Combination, super dry on cheeks and overly oily (nothing really mattes me down) t-zone. Ever since I moved to LA (almost a year) my skin is very sensitive from irritation to break outs with some make-up.

I use this primer when I am under hot lights for photoshoots or outdoor in the sun as a video host.


----------



## mariserinb (May 28, 2010)

Quote:

   Originally Posted by *miss_supra* 

 
_Nothing is on. I am serious. All other primers I feel super greasy and slick while Hourglass feels like nothing at all except a little more moisture has been locked in.



Combination, super dry on cheeks and overly oily (nothing really mattes me down) t-zone.
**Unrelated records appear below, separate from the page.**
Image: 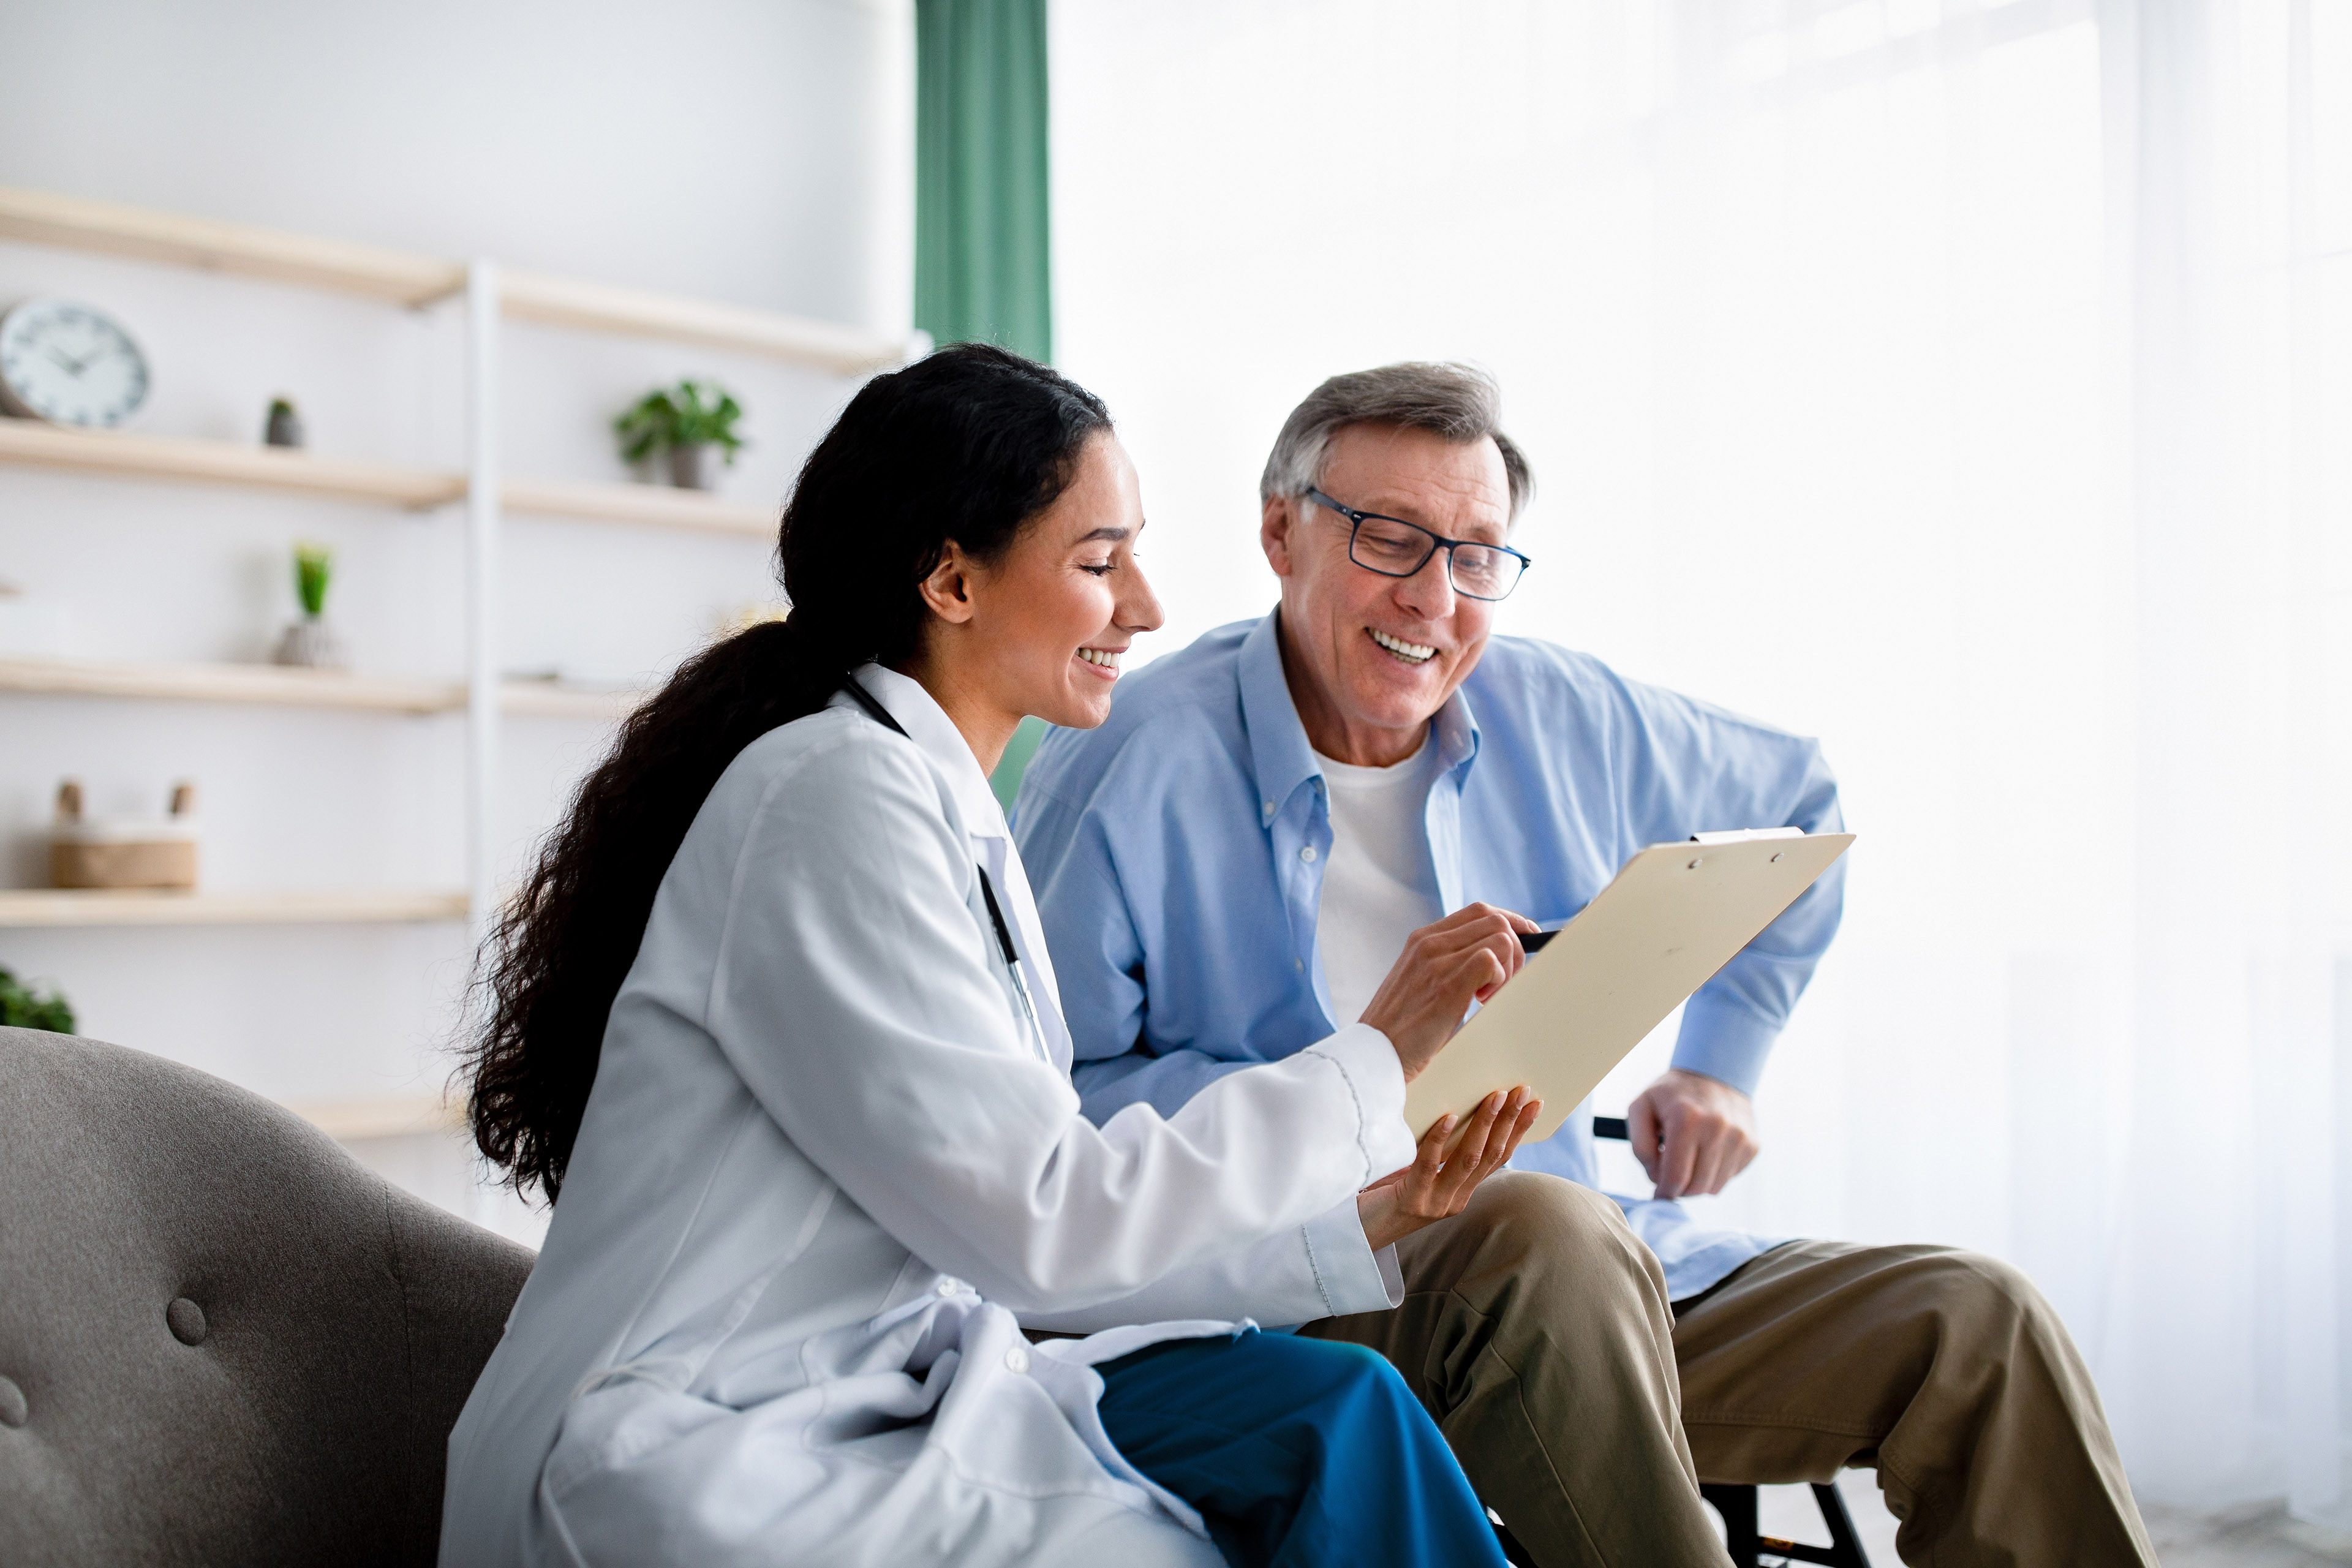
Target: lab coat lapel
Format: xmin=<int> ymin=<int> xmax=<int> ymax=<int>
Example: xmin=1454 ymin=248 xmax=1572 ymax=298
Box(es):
xmin=844 ymin=665 xmax=1077 ymax=1072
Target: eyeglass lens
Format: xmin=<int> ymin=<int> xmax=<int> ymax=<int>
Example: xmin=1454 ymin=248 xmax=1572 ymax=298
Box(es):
xmin=1350 ymin=514 xmax=1523 ymax=598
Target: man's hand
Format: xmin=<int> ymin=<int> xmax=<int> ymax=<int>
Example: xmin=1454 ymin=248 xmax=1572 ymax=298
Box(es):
xmin=1626 ymin=1068 xmax=1758 ymax=1200
xmin=1357 ymin=1085 xmax=1540 ymax=1251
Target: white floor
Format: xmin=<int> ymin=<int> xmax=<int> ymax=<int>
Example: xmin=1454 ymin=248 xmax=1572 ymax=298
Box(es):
xmin=1749 ymin=1477 xmax=2352 ymax=1567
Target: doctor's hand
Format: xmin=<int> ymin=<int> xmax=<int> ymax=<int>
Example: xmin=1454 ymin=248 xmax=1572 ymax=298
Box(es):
xmin=1359 ymin=903 xmax=1540 ymax=1082
xmin=1627 ymin=1068 xmax=1759 ymax=1199
xmin=1357 ymin=1085 xmax=1542 ymax=1252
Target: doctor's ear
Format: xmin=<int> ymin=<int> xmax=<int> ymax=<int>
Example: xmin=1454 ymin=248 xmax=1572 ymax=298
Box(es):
xmin=918 ymin=543 xmax=981 ymax=625
xmin=1261 ymin=494 xmax=1300 ymax=579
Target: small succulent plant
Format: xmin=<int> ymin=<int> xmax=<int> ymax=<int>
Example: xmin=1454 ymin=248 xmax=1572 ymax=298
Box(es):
xmin=294 ymin=542 xmax=333 ymax=620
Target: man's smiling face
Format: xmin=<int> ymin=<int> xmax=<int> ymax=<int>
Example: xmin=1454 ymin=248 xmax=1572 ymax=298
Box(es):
xmin=1261 ymin=421 xmax=1513 ymax=767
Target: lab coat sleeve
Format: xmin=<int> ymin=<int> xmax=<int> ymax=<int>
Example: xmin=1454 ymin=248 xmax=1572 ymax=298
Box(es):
xmin=701 ymin=726 xmax=1419 ymax=1316
xmin=1017 ymin=1191 xmax=1405 ymax=1332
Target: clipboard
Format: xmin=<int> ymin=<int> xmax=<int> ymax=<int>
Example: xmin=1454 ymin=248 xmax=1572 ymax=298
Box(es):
xmin=1401 ymin=828 xmax=1855 ymax=1144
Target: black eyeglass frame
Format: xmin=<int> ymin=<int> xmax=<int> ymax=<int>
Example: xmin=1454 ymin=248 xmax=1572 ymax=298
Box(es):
xmin=1303 ymin=488 xmax=1533 ymax=601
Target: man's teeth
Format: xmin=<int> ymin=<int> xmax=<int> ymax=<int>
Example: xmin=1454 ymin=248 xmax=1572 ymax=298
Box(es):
xmin=1078 ymin=647 xmax=1121 ymax=669
xmin=1370 ymin=629 xmax=1436 ymax=665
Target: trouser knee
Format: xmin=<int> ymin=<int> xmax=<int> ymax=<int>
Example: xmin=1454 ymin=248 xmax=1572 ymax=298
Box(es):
xmin=1439 ymin=1172 xmax=1664 ymax=1302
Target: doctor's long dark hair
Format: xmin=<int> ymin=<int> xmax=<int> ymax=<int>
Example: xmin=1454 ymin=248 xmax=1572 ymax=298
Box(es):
xmin=462 ymin=344 xmax=1111 ymax=1200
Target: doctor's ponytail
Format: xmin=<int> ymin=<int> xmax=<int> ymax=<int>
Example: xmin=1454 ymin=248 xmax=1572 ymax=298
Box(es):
xmin=462 ymin=344 xmax=1112 ymax=1200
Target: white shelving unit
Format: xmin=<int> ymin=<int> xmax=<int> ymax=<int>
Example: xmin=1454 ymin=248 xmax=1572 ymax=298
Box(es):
xmin=0 ymin=183 xmax=916 ymax=1110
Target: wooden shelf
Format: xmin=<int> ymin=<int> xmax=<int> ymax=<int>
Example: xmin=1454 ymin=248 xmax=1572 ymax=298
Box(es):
xmin=0 ymin=184 xmax=466 ymax=306
xmin=502 ymin=475 xmax=774 ymax=537
xmin=0 ymin=888 xmax=469 ymax=927
xmin=0 ymin=185 xmax=911 ymax=371
xmin=499 ymin=679 xmax=643 ymax=721
xmin=0 ymin=420 xmax=780 ymax=538
xmin=284 ymin=1092 xmax=467 ymax=1141
xmin=0 ymin=656 xmax=644 ymax=720
xmin=0 ymin=655 xmax=453 ymax=712
xmin=500 ymin=269 xmax=907 ymax=374
xmin=0 ymin=419 xmax=464 ymax=509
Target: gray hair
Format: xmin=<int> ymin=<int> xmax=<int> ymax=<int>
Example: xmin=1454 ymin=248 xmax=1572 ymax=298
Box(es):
xmin=1259 ymin=362 xmax=1534 ymax=522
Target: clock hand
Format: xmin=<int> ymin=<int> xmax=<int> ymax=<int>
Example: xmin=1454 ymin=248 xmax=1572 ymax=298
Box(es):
xmin=47 ymin=349 xmax=88 ymax=377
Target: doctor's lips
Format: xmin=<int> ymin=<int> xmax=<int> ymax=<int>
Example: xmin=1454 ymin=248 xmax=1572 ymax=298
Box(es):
xmin=1076 ymin=646 xmax=1123 ymax=673
xmin=1369 ymin=628 xmax=1438 ymax=666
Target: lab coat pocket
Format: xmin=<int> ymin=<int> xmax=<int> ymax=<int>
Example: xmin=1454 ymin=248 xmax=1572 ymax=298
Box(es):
xmin=536 ymin=1297 xmax=1220 ymax=1568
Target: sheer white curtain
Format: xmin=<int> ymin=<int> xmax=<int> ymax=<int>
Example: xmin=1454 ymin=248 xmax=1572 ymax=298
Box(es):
xmin=1053 ymin=0 xmax=2350 ymax=1523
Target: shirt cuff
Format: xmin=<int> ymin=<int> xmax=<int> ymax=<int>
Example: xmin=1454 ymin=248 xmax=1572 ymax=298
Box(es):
xmin=1672 ymin=991 xmax=1781 ymax=1098
xmin=1305 ymin=1022 xmax=1415 ymax=1180
xmin=1300 ymin=1195 xmax=1408 ymax=1317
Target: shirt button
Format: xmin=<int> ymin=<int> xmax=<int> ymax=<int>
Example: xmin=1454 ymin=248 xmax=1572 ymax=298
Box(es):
xmin=1004 ymin=1346 xmax=1031 ymax=1374
xmin=1294 ymin=958 xmax=1304 ymax=973
xmin=935 ymin=1277 xmax=962 ymax=1297
xmin=1299 ymin=845 xmax=1317 ymax=863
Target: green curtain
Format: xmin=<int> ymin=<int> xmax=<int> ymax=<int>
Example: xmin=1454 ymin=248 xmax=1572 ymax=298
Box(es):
xmin=914 ymin=0 xmax=1053 ymax=363
xmin=918 ymin=0 xmax=1053 ymax=812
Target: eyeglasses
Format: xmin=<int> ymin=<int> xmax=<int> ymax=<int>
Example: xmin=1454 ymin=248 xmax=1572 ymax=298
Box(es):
xmin=1304 ymin=488 xmax=1532 ymax=601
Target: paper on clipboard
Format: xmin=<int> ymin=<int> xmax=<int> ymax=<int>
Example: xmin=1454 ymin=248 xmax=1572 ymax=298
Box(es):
xmin=1401 ymin=829 xmax=1855 ymax=1144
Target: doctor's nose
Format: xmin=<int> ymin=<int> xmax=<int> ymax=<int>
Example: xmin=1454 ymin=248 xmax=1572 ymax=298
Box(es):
xmin=1120 ymin=559 xmax=1166 ymax=635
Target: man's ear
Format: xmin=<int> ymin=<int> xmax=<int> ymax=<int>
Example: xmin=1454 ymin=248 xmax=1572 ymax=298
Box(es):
xmin=1261 ymin=494 xmax=1298 ymax=579
xmin=918 ymin=543 xmax=979 ymax=625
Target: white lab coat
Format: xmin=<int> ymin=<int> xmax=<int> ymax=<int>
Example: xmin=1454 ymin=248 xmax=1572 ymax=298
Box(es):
xmin=440 ymin=664 xmax=1416 ymax=1568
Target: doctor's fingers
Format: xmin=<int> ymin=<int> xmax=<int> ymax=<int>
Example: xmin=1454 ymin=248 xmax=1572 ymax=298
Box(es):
xmin=1401 ymin=902 xmax=1533 ymax=987
xmin=1444 ymin=1090 xmax=1540 ymax=1213
xmin=1412 ymin=905 xmax=1534 ymax=981
xmin=1433 ymin=1088 xmax=1530 ymax=1210
xmin=1490 ymin=1091 xmax=1543 ymax=1168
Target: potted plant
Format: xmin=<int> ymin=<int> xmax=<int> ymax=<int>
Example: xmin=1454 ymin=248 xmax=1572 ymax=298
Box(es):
xmin=0 ymin=964 xmax=75 ymax=1033
xmin=273 ymin=541 xmax=347 ymax=669
xmin=614 ymin=379 xmax=745 ymax=490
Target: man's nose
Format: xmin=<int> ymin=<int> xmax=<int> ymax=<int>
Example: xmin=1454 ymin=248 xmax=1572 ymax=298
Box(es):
xmin=1394 ymin=548 xmax=1455 ymax=622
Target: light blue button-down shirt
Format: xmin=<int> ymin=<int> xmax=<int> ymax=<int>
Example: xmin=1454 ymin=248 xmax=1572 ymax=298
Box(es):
xmin=1013 ymin=612 xmax=1846 ymax=1300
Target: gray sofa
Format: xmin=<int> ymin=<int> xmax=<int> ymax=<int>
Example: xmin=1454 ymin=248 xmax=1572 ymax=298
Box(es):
xmin=0 ymin=1026 xmax=533 ymax=1566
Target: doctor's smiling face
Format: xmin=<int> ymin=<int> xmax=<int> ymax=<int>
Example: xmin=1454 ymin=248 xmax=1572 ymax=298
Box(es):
xmin=913 ymin=431 xmax=1163 ymax=766
xmin=1261 ymin=422 xmax=1513 ymax=769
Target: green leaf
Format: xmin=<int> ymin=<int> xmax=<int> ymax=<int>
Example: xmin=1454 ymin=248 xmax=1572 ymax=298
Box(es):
xmin=293 ymin=542 xmax=333 ymax=619
xmin=616 ymin=379 xmax=745 ymax=462
xmin=0 ymin=966 xmax=75 ymax=1034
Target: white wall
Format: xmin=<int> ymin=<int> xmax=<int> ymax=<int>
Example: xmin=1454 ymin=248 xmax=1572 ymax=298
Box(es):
xmin=0 ymin=0 xmax=913 ymax=1238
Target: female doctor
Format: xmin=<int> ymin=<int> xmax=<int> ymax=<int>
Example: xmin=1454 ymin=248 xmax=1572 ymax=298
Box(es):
xmin=443 ymin=344 xmax=1543 ymax=1568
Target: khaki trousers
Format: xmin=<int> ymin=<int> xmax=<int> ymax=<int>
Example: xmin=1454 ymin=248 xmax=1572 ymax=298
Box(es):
xmin=1298 ymin=1172 xmax=2156 ymax=1568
Ever since I moved to LA (almost a year) my skin is very sensitive from irritation to break outs with some make-up.

I use this primer when I am under hot lights for photoshoots or outdoor in the sun as a video host._

 
okay, you convinced me. i just bought it. it was a little painful for my bank account, but i'm really excited. especially cuz it has spf 15.


----------



## kdd2411 (Jun 9, 2010)

Has anyone tried the new Tarte silicone free primer?  It looks like it will work great.  I have tried the Korres one, but unfortunately it did nothing and was more like a lotion.


----------